PDF format offers some advantages over HTML because the conversion
process is completely automatic. Moreover, the resulting PDF file will
look exactly like the printed file including fonts, colors, graphics, and
all. In addition, you do not have to create separate PDF files for
different platforms. The same PDF file can be "read" on Windows, Mac, and
On the downside, you need to purchase a copy of Adobe Acrobat. In addition,
PDF files do not integrate as seamlessly on the web as do files formatted
in HTML. This is because you need a separate program to view and print PDF
files, called the Acrobat Reader. The Acrobat Reader is
easy-to-use, however, and can be downloaded for free from Adobe's web site
www.adobe.com/products/acrobat/readstep.html. It is available for Windows, Mac, and Unix computers.

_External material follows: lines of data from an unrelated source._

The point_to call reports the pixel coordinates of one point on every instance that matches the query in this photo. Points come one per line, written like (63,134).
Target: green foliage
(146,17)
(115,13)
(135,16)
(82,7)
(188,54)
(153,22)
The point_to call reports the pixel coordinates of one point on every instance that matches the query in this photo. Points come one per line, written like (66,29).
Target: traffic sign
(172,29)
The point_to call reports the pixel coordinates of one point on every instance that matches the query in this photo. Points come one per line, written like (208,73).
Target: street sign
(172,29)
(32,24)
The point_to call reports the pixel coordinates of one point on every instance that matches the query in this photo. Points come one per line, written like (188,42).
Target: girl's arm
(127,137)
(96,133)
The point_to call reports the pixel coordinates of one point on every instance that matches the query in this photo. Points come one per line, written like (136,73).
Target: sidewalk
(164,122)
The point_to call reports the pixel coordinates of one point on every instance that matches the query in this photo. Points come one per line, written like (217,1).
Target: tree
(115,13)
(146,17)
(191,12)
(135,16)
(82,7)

To create a link on your web page to a PDF file, first upload the file to
your Unix account. (Depending on the program you use to transfer files, you may
need to specify that this is a binary file.) Then, simply use the HREF command as
in this example:
<A HREF="report.pdf">Annual Report</A>
When someone clicks on the link, most likely, one of two things will
happen. If the browser is set to recognize PDF files, it will
automatically open the file in the Adobe Reader, if the user has the
Reader installed. If the browser does not recognize the file, the user
will be prompted to either save the file or select the program to open it.
You might want to include a link to the Adobe Reader web site (as
listed above) for users who wish to obtain it.